Leaving the Theater and turning onto a secondary road, we went to another part of the site of Ephesus where the ancient Church of Mary was located. Although the area was large, only the perimeter of the church remained, represented by columns and low walls. However, there was a semicircular area where we stopped. Even there I was unable to follow what Don Valerio said but that point must have been important for some religious reason. On the wall there was a plaque dedicated to Paul VI, who had probably been there on a visit. When I thought the visit was over, the guide took us even further and we arrived in a decidedly different and suggestive part. Between the columns and various types of ruins there was also a red wall that gave a different tone to the whole area. Moreover, there was also a lot of vegetation there that made the scenery change compared to what we had seen before. To complete the beauty, that part of the site was higher up and had several panoramic points. In fact, among the ruins on the horizon we saw a wall, I believe it was something like a castle. While climbing on stone blocks as I did, I also saw the panorama of today's city of Ephesus. That part of the site had an enigmatic charm, not only because it was isolated and little frequented but also because of the things present there. One of them was a part where some columns were perfectly arranged around a square which, however, was far from all the rest. Another thing was a tomb that remained below street level, all in marble and in the shape of a cross. I believe that the mysterious aspect of the place was given by the fact that some works were in very large spaces but there was nothing close to them, a bit like in some works by Dalí or De Chirico, That place recreated something like that, surely it would have been much more suggestive if there was no people at all.

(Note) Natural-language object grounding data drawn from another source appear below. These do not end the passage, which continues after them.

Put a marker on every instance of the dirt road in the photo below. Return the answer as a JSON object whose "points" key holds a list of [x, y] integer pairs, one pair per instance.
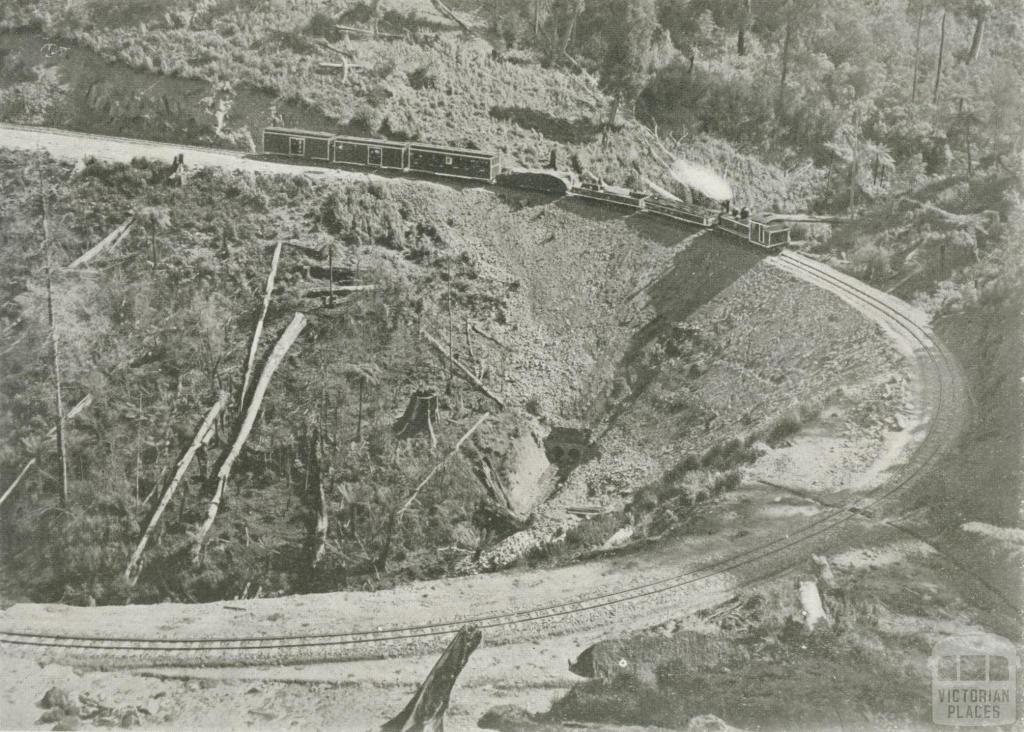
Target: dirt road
{"points": [[532, 620]]}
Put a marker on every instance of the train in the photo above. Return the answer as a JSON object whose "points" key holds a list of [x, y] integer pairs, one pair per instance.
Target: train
{"points": [[462, 163]]}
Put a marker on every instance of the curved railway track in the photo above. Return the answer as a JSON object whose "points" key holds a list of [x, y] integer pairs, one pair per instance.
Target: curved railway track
{"points": [[647, 602]]}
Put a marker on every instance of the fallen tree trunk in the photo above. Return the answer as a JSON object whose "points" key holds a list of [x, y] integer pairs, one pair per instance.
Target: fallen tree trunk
{"points": [[395, 519], [810, 601], [258, 331], [202, 436], [75, 411], [466, 373], [426, 709], [286, 341], [109, 242], [449, 13]]}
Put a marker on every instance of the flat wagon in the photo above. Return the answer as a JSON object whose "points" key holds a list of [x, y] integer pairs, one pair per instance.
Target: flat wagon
{"points": [[681, 211], [758, 231]]}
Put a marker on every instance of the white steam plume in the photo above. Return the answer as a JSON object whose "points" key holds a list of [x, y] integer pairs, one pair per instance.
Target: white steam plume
{"points": [[704, 179]]}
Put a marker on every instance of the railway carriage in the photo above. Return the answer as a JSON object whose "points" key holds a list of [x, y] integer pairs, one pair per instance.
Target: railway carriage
{"points": [[764, 233], [453, 162], [304, 144], [371, 153]]}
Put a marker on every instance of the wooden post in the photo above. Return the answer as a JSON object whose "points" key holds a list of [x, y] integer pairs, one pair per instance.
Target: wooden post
{"points": [[286, 341], [258, 331], [330, 264], [320, 498], [203, 436], [109, 242], [75, 411]]}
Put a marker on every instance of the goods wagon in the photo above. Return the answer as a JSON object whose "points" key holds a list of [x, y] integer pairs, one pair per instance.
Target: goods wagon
{"points": [[372, 153]]}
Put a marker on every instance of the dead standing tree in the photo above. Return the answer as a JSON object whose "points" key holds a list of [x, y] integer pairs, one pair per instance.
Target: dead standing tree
{"points": [[258, 331], [425, 712]]}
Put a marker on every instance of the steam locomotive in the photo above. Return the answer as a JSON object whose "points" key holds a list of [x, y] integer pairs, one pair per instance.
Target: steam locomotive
{"points": [[419, 158]]}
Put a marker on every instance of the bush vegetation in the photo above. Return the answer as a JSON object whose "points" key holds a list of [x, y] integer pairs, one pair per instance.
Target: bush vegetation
{"points": [[161, 325]]}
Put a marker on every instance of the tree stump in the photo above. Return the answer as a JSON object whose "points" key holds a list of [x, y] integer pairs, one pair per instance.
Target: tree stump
{"points": [[421, 416]]}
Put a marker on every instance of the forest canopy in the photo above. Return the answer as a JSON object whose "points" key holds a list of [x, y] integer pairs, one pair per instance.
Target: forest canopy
{"points": [[906, 83]]}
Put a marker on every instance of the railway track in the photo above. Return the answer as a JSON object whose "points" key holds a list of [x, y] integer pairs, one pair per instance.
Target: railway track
{"points": [[644, 603]]}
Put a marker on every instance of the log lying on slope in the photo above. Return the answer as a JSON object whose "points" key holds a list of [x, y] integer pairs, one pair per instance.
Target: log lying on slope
{"points": [[258, 331], [109, 242], [281, 348], [202, 436], [426, 709]]}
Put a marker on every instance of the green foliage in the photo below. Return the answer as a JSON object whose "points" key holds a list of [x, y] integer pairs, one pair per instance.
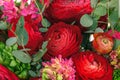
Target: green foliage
{"points": [[21, 32], [86, 20], [100, 10], [37, 61], [94, 3], [22, 56], [7, 59]]}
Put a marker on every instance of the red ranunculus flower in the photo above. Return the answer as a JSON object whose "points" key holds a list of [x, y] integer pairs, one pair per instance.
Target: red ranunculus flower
{"points": [[67, 10], [35, 37], [102, 43], [6, 74], [64, 39], [91, 66]]}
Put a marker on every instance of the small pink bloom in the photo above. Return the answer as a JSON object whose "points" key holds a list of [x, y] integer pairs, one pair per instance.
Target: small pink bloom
{"points": [[31, 9], [61, 67], [9, 10]]}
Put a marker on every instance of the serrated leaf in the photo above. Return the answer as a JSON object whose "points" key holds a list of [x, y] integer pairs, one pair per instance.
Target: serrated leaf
{"points": [[3, 25], [86, 20], [43, 29], [21, 32], [100, 10], [39, 55], [94, 3], [10, 41], [45, 22], [22, 56]]}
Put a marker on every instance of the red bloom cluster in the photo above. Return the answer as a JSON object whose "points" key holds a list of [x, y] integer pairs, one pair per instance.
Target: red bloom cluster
{"points": [[64, 39], [91, 66], [102, 43]]}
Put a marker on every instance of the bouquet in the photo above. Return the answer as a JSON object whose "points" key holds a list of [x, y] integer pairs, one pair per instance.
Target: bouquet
{"points": [[59, 40]]}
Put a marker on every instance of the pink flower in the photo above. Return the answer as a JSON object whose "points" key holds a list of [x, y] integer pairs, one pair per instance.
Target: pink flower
{"points": [[59, 68], [1, 2], [9, 10], [31, 9]]}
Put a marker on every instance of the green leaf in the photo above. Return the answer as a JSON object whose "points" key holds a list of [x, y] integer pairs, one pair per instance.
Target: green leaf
{"points": [[32, 73], [10, 41], [3, 25], [119, 8], [22, 56], [43, 29], [94, 26], [39, 55], [86, 20], [100, 10], [21, 32], [45, 22], [94, 3]]}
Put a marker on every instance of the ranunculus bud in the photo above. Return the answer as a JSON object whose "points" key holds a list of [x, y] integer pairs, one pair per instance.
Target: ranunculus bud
{"points": [[91, 66], [63, 39], [35, 38], [67, 10], [6, 74], [58, 69], [102, 43]]}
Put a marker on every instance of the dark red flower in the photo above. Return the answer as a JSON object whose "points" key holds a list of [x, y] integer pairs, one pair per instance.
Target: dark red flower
{"points": [[35, 38], [64, 39], [102, 43], [67, 10], [6, 74], [91, 66]]}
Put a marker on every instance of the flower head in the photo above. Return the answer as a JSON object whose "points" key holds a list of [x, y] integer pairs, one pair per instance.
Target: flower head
{"points": [[59, 69], [9, 10]]}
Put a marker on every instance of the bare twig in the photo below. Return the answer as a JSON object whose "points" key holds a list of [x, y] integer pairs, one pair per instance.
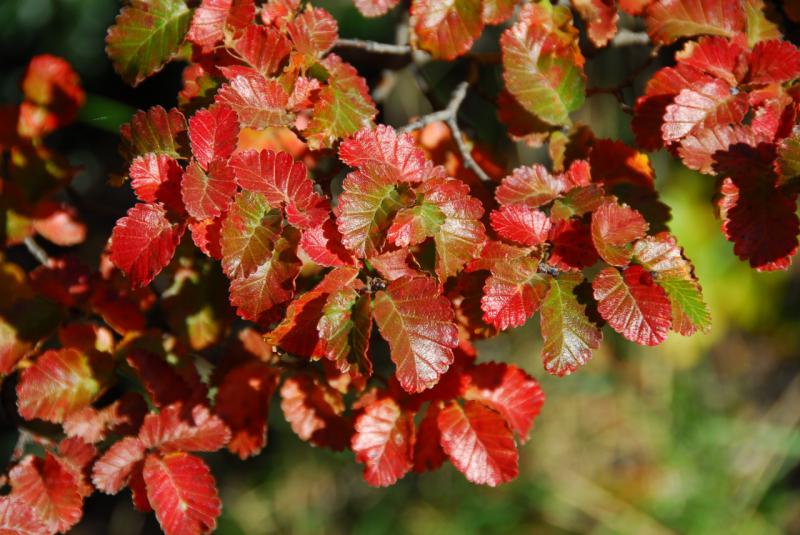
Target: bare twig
{"points": [[449, 115], [36, 250], [630, 38], [374, 46]]}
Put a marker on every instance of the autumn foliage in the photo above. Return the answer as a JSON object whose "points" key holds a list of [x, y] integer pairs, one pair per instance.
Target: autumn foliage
{"points": [[283, 242]]}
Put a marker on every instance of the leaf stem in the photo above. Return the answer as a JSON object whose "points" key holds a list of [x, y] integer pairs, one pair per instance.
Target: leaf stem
{"points": [[374, 46], [36, 250]]}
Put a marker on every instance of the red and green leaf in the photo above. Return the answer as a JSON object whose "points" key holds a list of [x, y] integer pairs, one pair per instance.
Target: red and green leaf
{"points": [[143, 242], [417, 321], [384, 442], [59, 383], [182, 492], [447, 29], [479, 443], [146, 35], [633, 304], [569, 335]]}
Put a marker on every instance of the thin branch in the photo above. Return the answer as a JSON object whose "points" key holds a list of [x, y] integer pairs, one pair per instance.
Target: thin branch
{"points": [[630, 38], [466, 154], [449, 115], [36, 250], [444, 115], [374, 46]]}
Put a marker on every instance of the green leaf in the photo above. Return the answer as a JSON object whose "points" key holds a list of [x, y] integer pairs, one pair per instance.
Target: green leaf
{"points": [[345, 327], [146, 35], [344, 106], [569, 336], [272, 283], [549, 84], [672, 271], [364, 212], [248, 233]]}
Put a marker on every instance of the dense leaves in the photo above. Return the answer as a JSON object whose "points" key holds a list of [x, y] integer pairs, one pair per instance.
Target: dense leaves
{"points": [[313, 225]]}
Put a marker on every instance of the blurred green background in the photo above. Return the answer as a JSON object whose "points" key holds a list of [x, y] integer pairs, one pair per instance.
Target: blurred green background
{"points": [[699, 435]]}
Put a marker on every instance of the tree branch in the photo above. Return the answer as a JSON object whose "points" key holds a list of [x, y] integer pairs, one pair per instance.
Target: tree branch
{"points": [[36, 250], [449, 115], [374, 46], [626, 37]]}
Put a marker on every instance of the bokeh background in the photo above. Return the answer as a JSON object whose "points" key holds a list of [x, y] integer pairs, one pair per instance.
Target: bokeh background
{"points": [[699, 435]]}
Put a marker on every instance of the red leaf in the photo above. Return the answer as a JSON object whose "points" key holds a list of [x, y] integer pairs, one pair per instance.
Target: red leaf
{"points": [[121, 417], [213, 133], [297, 333], [572, 247], [460, 236], [417, 321], [314, 410], [157, 177], [208, 194], [243, 399], [78, 456], [479, 443], [716, 56], [614, 228], [259, 103], [343, 106], [139, 490], [447, 30], [508, 390], [387, 157], [183, 493], [173, 429], [50, 489], [143, 242], [323, 245], [428, 452], [516, 288], [533, 186], [248, 232], [212, 17], [669, 20], [59, 383], [660, 92], [54, 89], [522, 224], [542, 64], [758, 217], [19, 518], [601, 18], [569, 336], [207, 235], [703, 106], [313, 32], [633, 304], [344, 330], [272, 283], [113, 470], [392, 265], [163, 382], [285, 184], [698, 150], [263, 48], [363, 215], [774, 61], [384, 442], [154, 130]]}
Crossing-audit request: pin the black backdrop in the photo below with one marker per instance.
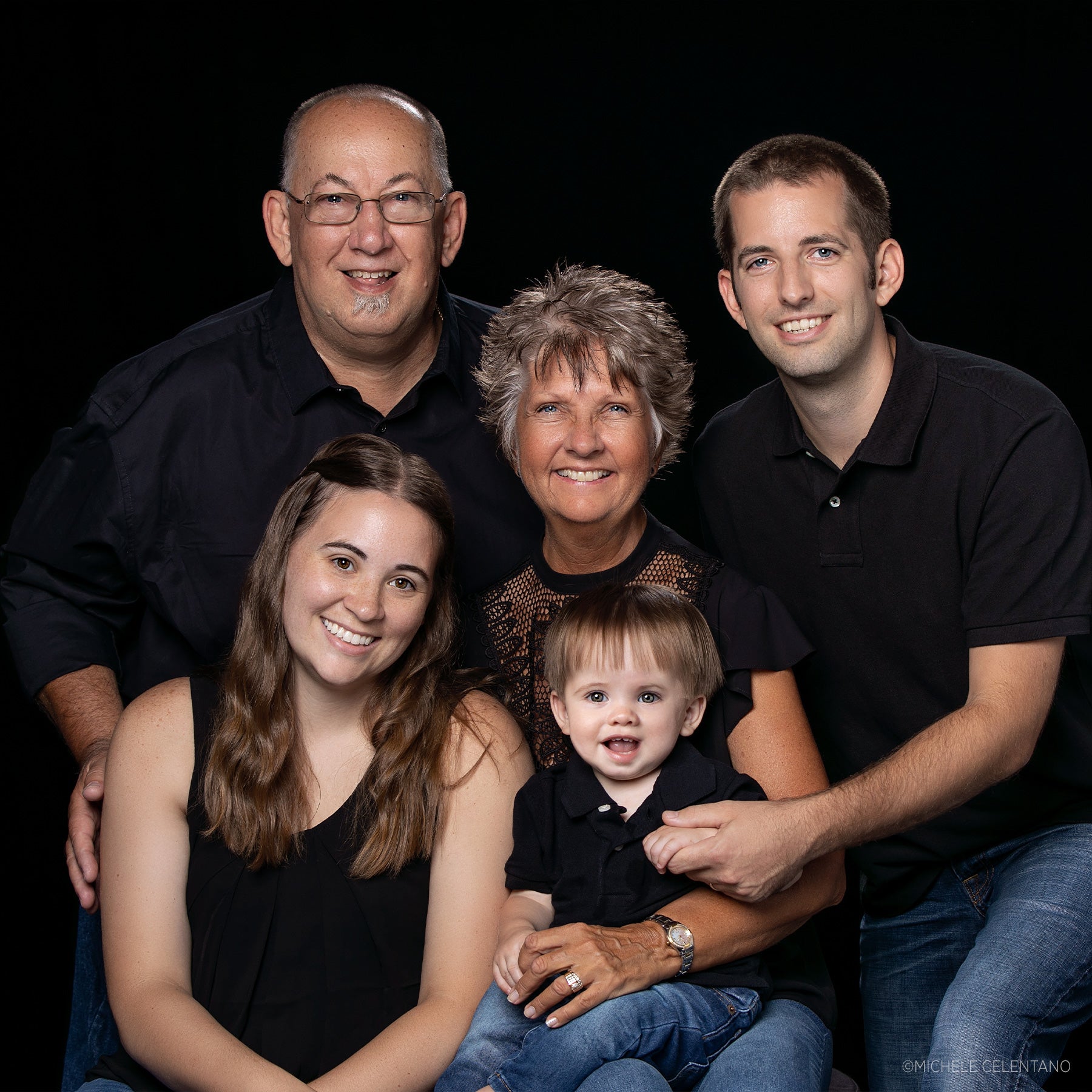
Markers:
(577, 135)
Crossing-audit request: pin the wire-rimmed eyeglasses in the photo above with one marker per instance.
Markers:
(406, 207)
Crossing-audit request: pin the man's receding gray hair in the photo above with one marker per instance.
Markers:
(367, 93)
(567, 317)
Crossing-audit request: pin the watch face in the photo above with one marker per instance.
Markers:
(681, 936)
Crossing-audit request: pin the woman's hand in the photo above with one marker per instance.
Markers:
(662, 844)
(608, 962)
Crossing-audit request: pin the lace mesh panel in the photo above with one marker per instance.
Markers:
(517, 614)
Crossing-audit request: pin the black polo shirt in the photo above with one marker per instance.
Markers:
(963, 519)
(573, 844)
(132, 543)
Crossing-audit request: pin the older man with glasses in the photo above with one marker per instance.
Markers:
(127, 557)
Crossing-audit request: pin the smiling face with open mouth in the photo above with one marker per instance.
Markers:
(368, 281)
(802, 284)
(624, 719)
(584, 453)
(357, 585)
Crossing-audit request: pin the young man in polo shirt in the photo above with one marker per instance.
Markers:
(926, 516)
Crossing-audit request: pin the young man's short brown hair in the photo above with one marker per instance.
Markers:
(798, 160)
(660, 626)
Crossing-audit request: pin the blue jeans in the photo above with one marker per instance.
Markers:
(677, 1026)
(786, 1050)
(979, 986)
(92, 1030)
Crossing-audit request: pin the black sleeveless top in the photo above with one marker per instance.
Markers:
(753, 628)
(302, 962)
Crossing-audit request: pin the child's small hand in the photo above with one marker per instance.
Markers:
(506, 961)
(662, 844)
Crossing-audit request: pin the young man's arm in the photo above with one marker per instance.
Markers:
(763, 846)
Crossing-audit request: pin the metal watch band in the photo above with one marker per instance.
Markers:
(682, 945)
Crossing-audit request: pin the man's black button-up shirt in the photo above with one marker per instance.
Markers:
(962, 520)
(573, 843)
(132, 543)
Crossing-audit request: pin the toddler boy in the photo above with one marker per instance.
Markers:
(630, 670)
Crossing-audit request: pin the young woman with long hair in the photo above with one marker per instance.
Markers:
(303, 863)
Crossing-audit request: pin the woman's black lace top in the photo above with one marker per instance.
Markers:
(510, 622)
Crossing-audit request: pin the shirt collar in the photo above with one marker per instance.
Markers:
(302, 369)
(685, 778)
(891, 439)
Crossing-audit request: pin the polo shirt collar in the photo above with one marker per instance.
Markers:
(303, 372)
(895, 431)
(685, 778)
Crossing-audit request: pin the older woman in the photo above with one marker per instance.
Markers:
(588, 388)
(292, 855)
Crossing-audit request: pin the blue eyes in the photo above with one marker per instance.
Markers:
(599, 697)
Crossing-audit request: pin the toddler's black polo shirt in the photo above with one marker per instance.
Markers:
(963, 519)
(573, 844)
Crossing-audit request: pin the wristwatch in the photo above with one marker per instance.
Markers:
(679, 937)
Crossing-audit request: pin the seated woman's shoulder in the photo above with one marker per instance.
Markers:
(482, 726)
(158, 726)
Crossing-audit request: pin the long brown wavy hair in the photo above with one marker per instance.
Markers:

We left the archaeological site of Ephesus around 10 AM but the visit to that area was not over. Once on the bus the guide took us to a nearby hill where we arrived in about 20 minutes. The place was surrounded by greenery and also had views over the valley. There was a very characteristic church all in stone and with a very small facade. There Don Valerio celebrated a mass after which we left around noon to continue our journey that that afternoon would have brought us to visit Pamukkale.
Ephesus was the first visit of our trip to Turkey and for some reason I have fond memories of that morning. Every memory of the place is still very vivid within me probably because that day I focused on the places and the photography rather than the explanations. Although initially my interest was only the Library, I discovered an entire city, some anecdotes and another area with a mysterious charm. The trip to Turkey after the small disappointment of Izmir had made an incredible leap in quality.